Véritable exception camerounaise, elle a consisté en deux fondamentaux : 1)
fabriquer une image d’antipatriotes pour les figures du mouvement
indépendantiste camerounais ; 2) effacer d’autorité toute trace de ce passé
anticolonialiste dans l’espace républicain.
2 Or, si pendant les trois décennies qui suivirent l’indépendance, ces omissions
volontaires du roman national ne connurent point de contestations ouvertes,
depuis la fin du régime monolithique en 1990, elles font l’objet de critiques de
plus en plus vives avec, parfois, des éruptions violentes. En effet, les
contestataires dénoncent une hyper-mémorialisation presque exclusive de
l’ancien colon et, a minori, de ses affidés locaux dans le récit historique officiel,
les lieux de mémoire ou le calendrier liturgique républicain, au détriment des
fellaghas camerounais, invisibles ou presque. Pourtant, cette contradiction
flagrante, entre vibrant passé anticolonialiste et geste mémorielle officielle,
provoque un véritable retour du refoulé nationaliste dans la conscience
nationale, aboutissant à la naissance progressive, même chez le « petit peuple »,
d’une nouvelle conscience historique, à rebours de la parole institutionnelle.

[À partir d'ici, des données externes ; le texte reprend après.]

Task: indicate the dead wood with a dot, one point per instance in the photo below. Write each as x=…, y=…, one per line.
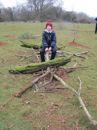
x=30, y=85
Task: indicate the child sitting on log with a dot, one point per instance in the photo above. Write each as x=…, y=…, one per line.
x=48, y=42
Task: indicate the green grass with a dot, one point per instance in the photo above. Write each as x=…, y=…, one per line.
x=58, y=110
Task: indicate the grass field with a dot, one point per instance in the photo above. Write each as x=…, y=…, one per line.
x=47, y=110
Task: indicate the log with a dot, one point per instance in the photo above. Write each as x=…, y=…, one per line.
x=30, y=85
x=35, y=67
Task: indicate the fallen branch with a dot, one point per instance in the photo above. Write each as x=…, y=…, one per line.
x=77, y=93
x=30, y=85
x=77, y=54
x=35, y=67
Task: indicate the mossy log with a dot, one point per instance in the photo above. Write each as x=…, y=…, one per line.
x=35, y=67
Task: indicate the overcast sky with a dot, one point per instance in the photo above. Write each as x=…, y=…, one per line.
x=87, y=6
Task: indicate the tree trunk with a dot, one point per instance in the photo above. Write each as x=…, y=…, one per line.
x=35, y=67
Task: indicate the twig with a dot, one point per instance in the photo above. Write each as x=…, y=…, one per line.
x=20, y=93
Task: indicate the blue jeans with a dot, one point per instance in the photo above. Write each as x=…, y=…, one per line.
x=42, y=54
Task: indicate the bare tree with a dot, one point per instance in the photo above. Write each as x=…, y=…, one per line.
x=38, y=6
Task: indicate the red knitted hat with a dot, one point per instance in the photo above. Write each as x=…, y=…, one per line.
x=49, y=23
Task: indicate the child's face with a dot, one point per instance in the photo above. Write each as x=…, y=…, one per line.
x=49, y=28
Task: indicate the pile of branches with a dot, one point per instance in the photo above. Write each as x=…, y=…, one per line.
x=49, y=68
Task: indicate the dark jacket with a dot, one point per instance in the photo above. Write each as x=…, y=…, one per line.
x=48, y=39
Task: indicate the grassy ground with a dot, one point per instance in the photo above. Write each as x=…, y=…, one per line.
x=54, y=110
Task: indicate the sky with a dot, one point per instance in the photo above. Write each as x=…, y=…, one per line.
x=86, y=6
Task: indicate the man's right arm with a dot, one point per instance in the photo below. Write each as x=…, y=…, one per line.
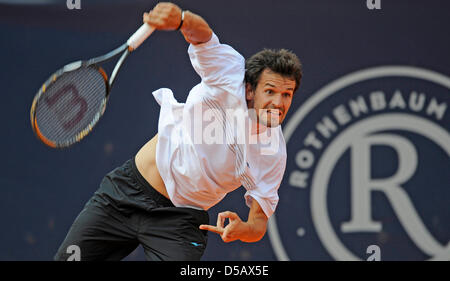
x=168, y=16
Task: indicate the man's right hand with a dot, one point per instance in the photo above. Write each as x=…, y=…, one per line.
x=164, y=16
x=167, y=16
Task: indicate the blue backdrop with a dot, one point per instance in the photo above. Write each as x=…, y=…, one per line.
x=367, y=133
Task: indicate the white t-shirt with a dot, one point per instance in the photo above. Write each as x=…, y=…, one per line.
x=202, y=153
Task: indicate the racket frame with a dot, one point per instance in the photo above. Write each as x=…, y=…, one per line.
x=132, y=44
x=69, y=68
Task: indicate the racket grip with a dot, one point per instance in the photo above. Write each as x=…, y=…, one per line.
x=139, y=36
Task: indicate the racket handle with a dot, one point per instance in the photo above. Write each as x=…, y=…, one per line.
x=139, y=36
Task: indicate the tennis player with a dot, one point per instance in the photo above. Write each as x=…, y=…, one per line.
x=160, y=197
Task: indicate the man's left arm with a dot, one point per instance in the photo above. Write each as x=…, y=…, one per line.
x=250, y=231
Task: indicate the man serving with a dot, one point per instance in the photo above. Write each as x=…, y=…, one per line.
x=160, y=197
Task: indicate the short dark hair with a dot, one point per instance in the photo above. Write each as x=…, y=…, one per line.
x=282, y=61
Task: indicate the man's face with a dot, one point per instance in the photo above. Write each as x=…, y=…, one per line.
x=272, y=97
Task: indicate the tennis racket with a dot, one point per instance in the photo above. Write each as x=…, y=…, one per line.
x=70, y=103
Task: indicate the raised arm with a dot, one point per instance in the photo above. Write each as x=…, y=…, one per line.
x=168, y=16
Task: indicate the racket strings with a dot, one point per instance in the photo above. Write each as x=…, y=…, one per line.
x=71, y=105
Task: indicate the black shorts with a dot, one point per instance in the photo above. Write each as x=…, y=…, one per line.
x=125, y=212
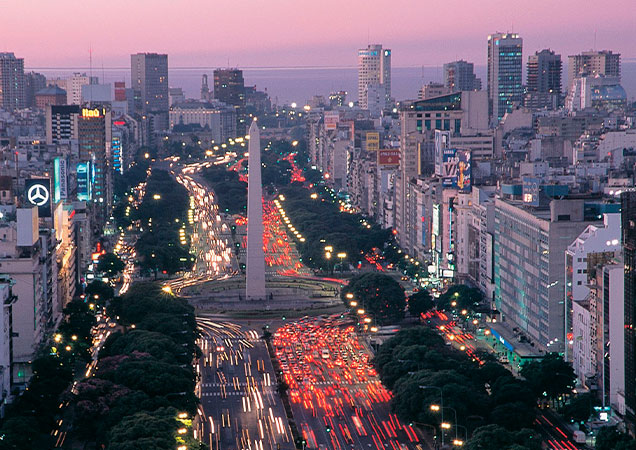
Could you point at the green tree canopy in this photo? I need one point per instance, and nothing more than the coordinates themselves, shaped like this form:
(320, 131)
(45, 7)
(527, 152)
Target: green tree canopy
(420, 302)
(380, 295)
(110, 264)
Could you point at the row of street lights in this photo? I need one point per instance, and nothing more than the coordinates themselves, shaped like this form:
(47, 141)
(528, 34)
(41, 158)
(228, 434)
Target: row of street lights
(446, 425)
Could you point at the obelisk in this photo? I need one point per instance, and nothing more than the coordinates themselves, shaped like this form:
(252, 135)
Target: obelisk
(255, 284)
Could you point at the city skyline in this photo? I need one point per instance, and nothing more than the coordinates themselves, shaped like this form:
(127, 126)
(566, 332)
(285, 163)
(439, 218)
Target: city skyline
(308, 37)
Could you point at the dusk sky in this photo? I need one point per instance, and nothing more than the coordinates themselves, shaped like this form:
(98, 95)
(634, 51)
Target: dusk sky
(300, 32)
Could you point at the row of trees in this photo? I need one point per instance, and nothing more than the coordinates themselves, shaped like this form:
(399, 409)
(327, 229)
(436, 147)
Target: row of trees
(161, 214)
(29, 420)
(323, 224)
(494, 405)
(230, 191)
(144, 378)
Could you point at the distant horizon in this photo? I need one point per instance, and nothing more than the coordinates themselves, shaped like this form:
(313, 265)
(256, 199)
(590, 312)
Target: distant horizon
(285, 34)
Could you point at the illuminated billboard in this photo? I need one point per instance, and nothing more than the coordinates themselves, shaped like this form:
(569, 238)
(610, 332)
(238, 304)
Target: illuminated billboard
(389, 157)
(531, 191)
(38, 193)
(84, 182)
(456, 169)
(373, 141)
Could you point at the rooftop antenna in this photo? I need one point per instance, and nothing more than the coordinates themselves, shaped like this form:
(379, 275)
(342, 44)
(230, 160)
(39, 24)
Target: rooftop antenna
(90, 73)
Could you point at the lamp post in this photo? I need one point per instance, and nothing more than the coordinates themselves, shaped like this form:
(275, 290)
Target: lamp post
(436, 408)
(342, 256)
(441, 396)
(328, 251)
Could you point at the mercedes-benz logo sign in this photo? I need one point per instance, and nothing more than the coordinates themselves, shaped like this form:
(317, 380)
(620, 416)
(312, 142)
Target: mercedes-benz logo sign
(38, 195)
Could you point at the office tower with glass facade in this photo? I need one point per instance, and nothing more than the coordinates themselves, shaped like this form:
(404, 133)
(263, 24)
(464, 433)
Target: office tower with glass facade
(374, 69)
(12, 95)
(544, 80)
(505, 88)
(460, 76)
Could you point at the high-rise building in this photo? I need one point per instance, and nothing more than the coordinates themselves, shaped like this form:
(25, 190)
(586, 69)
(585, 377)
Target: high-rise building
(628, 224)
(504, 73)
(33, 82)
(602, 62)
(12, 94)
(94, 134)
(61, 123)
(544, 80)
(205, 90)
(374, 68)
(460, 76)
(229, 88)
(74, 87)
(529, 268)
(149, 76)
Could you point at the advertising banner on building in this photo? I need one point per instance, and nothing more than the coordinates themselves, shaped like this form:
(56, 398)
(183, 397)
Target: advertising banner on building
(84, 181)
(456, 169)
(388, 157)
(531, 191)
(373, 141)
(331, 120)
(38, 193)
(63, 178)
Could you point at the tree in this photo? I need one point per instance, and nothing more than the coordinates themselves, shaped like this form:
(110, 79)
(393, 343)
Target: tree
(154, 430)
(420, 302)
(550, 377)
(580, 407)
(495, 437)
(103, 291)
(156, 344)
(380, 295)
(460, 296)
(609, 438)
(110, 264)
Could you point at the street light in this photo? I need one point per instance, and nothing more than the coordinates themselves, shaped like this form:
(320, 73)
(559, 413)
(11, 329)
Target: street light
(441, 396)
(342, 256)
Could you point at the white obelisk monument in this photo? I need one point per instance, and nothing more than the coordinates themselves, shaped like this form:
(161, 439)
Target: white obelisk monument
(255, 284)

Même si aucune étude statistique n’a encore mesuré le pourcentage de
Camerounais en opposition frontale ou feutrée avec la politique mémorielle de
l’État, l’observation participante et non-participante des réseaux sociaux, des
réactions des élèves aux programmes scolaires d’histoire, des débats télévisés ou
des échanges dans la rue, permet au moins de soupçonner une chose : l’existence
d’un problème. Ajouté à la visible accentuation d’un sentiment anti-français,
bruyamment assumé, ou à la défiance croissante et médiatisée vis-à-vis des lieux
de mémoire républicains, on aboutit au constat d’un authentique conflit
mémoriel, en latence certes, mais qui pourrait exploser sans crier gare.

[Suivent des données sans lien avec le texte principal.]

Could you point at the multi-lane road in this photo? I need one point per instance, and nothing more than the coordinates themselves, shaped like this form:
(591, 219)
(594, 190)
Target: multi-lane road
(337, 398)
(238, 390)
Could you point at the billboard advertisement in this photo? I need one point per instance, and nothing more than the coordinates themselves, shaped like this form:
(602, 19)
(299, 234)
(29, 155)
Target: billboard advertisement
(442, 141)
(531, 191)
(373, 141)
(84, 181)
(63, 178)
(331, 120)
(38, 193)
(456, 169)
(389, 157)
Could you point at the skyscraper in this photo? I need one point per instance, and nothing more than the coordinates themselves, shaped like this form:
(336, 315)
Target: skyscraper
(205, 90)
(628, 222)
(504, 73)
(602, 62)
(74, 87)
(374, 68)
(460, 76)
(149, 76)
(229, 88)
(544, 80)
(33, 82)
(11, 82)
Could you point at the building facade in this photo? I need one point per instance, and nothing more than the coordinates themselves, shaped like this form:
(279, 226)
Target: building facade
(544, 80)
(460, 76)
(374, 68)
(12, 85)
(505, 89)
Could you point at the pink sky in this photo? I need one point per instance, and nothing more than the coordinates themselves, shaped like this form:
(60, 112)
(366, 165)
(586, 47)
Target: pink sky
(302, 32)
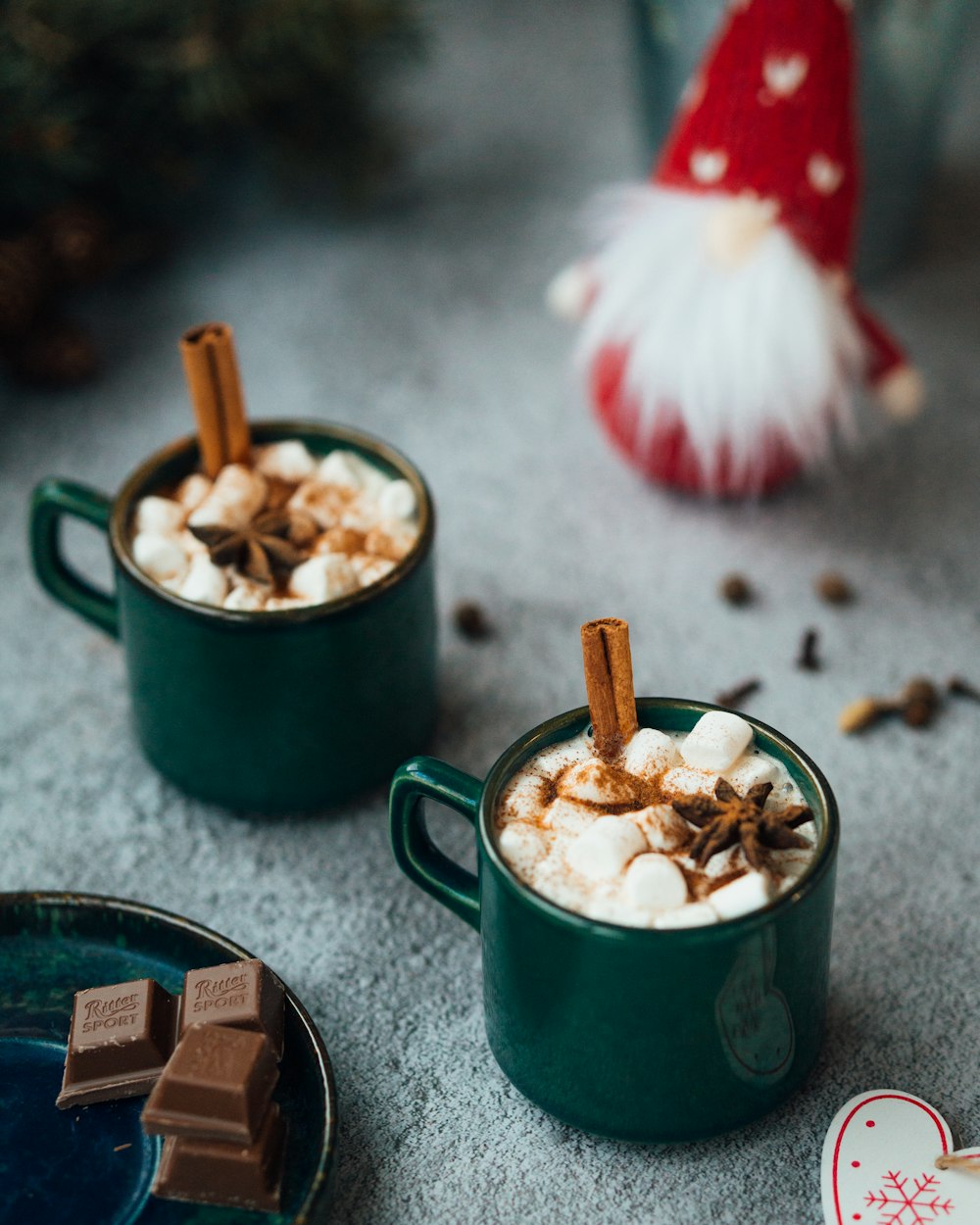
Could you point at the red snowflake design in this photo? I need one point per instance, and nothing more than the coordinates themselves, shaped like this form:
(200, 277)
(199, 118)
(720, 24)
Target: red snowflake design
(902, 1204)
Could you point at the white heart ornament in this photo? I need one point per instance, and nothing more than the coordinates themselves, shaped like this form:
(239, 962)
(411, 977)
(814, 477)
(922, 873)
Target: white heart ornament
(823, 174)
(880, 1165)
(709, 166)
(784, 74)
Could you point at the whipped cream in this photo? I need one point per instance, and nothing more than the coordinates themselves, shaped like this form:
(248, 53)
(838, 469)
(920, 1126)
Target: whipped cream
(351, 524)
(604, 841)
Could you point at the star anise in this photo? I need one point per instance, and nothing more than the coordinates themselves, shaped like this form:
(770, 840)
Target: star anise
(263, 550)
(731, 818)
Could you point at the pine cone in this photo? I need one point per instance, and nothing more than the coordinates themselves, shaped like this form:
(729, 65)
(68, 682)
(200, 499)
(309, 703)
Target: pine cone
(24, 283)
(55, 353)
(76, 241)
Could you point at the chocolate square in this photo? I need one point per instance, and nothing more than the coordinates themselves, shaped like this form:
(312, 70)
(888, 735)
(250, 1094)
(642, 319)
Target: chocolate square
(235, 1176)
(244, 995)
(121, 1038)
(217, 1086)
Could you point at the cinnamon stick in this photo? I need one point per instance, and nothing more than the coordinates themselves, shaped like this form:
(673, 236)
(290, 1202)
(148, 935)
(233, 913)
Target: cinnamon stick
(609, 684)
(211, 367)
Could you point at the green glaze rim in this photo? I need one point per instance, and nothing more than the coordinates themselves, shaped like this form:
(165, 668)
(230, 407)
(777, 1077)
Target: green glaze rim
(571, 723)
(321, 1180)
(273, 431)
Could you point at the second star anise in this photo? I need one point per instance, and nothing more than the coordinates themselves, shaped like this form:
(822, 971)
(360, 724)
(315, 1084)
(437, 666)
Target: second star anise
(731, 818)
(263, 550)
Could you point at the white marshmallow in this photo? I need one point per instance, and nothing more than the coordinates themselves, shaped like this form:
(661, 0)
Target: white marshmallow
(567, 817)
(347, 469)
(191, 545)
(650, 753)
(750, 892)
(716, 741)
(523, 799)
(612, 909)
(553, 760)
(553, 880)
(285, 461)
(235, 498)
(662, 828)
(277, 603)
(751, 769)
(655, 882)
(593, 782)
(324, 505)
(395, 542)
(606, 848)
(323, 577)
(192, 490)
(682, 780)
(205, 582)
(161, 514)
(370, 569)
(697, 914)
(522, 846)
(245, 598)
(160, 557)
(721, 863)
(788, 865)
(397, 500)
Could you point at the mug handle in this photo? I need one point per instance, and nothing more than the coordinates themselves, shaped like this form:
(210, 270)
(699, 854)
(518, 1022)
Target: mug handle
(52, 500)
(415, 851)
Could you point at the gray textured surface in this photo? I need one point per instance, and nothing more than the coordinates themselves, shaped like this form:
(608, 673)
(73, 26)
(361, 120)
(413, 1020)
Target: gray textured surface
(424, 324)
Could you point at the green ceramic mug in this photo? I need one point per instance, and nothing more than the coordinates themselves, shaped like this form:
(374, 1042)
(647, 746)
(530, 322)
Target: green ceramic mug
(627, 1033)
(266, 711)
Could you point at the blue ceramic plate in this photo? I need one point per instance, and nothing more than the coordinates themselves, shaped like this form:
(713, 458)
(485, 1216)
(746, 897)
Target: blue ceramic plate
(93, 1165)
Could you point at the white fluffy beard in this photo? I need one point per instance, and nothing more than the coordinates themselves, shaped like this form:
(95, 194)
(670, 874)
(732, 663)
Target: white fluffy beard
(738, 353)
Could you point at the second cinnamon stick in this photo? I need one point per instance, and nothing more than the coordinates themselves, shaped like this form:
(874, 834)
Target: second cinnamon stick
(609, 684)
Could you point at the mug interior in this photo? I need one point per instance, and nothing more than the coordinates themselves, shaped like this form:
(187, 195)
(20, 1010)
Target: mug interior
(170, 466)
(665, 714)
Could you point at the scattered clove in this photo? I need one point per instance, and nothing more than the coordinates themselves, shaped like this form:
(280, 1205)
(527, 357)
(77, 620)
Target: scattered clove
(808, 657)
(736, 589)
(958, 687)
(917, 704)
(919, 701)
(734, 697)
(833, 588)
(862, 713)
(470, 620)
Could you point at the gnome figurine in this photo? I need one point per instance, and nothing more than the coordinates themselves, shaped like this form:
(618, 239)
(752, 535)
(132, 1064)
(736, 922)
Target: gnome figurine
(721, 333)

3 La présente contribution se propose de décrypter les racines et les ressorts de
ce paradoxe mémoriel. Les ressources empiriques mobilisées ici ont été
collectées auprès de sources orales, sur la toile numérique et dans des centres de
documentation et d’archives au Cameroun. Ces informations ont été analysées à
travers une démarche phénoménologique, dans la perspective de ce qu’on
pourrait appeler oblivion studies, en parallèle des naissantes memory studies.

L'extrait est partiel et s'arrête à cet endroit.